Nuovi prodotti green: dall’Abruzzo il sale del futuro
Uno speciale sale a spray aromatizzato è nato nell’entroterra abruzzese. Si tratta di un distillato liquido salato che viene ottenuto attraverso un processo di estrazione di vegetali. Permette di salare e aromatizzare. «Il prodotto è incredibilmente iposodico: siano riusciti ad avere lo stesso sale marino ma usandone il 70% in meno. Di fatto si tratta di un maggioratore della sensazione di salinità in bocca e permette di armonizzare il piatto.
E poi è assolutamente nutraceutico perché ricco di molecole anti-ossidanti», racconta Emanuele Grima, 41enne di Chieti, in tasca una laurea in economia ma da quasi quindici anni impegnato nel settore chimico-alimentare. È lui a capo di Geoessence, impresa agricola con una squadra di chimici specializzati, poche settimane fa salita sul podio dell’Oscar Green, il premio promosso da Coldiretti Giovani Impresa. Il centro nevralgico è a Tollo, quattromila anime nelle colline teatine. E la campagna è un vero e proprio laboratorio scientifico di alambicchi e vapori, dove le erbe aromatiche diventano olii essenziali.

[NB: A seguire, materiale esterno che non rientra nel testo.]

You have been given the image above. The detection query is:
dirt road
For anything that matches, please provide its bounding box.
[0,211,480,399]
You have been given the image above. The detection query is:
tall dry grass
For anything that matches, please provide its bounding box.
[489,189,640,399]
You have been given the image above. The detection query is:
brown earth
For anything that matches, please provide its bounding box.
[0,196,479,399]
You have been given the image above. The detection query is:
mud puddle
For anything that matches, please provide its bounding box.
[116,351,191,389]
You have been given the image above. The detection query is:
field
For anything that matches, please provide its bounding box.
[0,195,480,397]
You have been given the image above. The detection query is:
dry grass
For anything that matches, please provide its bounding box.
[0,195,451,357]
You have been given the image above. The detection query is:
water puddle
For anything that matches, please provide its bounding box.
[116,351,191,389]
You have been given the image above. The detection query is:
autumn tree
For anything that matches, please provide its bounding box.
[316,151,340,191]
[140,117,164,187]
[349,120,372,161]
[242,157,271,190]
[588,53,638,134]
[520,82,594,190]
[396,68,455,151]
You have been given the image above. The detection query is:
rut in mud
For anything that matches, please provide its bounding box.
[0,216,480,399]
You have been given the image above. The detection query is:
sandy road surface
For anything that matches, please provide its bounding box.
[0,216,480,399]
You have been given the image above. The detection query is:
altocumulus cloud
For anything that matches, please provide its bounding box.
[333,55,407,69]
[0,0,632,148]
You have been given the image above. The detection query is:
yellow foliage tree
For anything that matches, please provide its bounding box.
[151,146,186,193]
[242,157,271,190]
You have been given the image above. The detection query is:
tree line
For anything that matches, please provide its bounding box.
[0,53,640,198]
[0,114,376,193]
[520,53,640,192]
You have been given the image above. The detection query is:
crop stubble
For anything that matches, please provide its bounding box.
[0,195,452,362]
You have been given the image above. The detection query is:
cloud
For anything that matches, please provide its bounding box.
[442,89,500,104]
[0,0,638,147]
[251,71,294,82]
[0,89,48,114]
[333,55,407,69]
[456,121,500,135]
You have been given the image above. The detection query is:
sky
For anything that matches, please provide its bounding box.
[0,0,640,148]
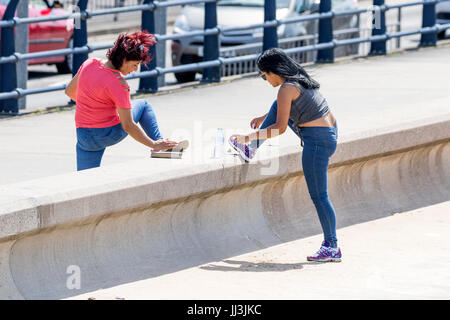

L’attività di ricerca è interna all’azienda, millequattrocento metri quadrati con una zona di produzione e una di estrazione. E poi ci sono due ettari di terreno con agrumeti e altri ettari per le coltivazioni di erbe. «Abbiamo sei impianti di distillazione, ognuno adibito per specifiche attività come per esempio l’estrazione da vegetali. Poi abbiamo impianti di distillazione per l’alcool prodotto con 100% di materie prime ottenute dai nostri vigneti». E siamo alla lezione numero 2: scommettere sulla “nicchia” con prodotti di valore.
I medici che “salvano” piante e raccolti
Innamorati della terra e dei suoi frutti, olio in testa. E appassionati di tecnologie, quelle che migliorano la vita di tutti i giorni. Due giovani amici under 25 stanno pensando alla salute degli ulivi di tutto il mondo grazie alle nuove tecnologie. Di fatto lavorano sulla precision farming, ovvero sull’agricoltura di precisione. Perché con l’aggregazione dei dati riescono a monitorare lo stato di salute delle piante.
«Abbiamo costruito uno strumento per facilitare la vita del produttore nel settore olivicolo. Grazie ad una stazione metereologica dal campo il dispositivo va a rilevare i dati, che invia poi col wi-fi al nostro sistema. Così sappiamo quando si presenta una malattia e riusciamo a migliorare il lavoro dei produttori», precisa Giovanni Di Mambro, romano e studente di economia all’università La Sapienza di Roma, co-fondatore della startup Elaisian insieme a Damiano Angelici, produttore agricolo. La loro impresa consiste in un dispositivo elettronico con sensori che vanno a rilevare diversi dati agro-meteo: si va dal livello di umidità al tasso di pioggia, fino alla temperatura.
Tutto in tempo reale. I dati vengono poi processati per diventare uno strumento utile per orientare il lavoro del produttore. Ecco l’agricoltura di precisione, che ottimizza le produzioni attraverso le nuove tecnologie. «Il nostro obiettivo è salvaguardare la cultura olivifica. D’altronde l’Italia è il secondo Paese al mondo per produzione di olio. E peraltro il nostro olio è un made in Italy con un marchio riconosciuto ovunque». Ultima lezione di oggi, la lezione numero 3: usare la tecnologia per digitalizzare, processi, servizi, monitoraggi.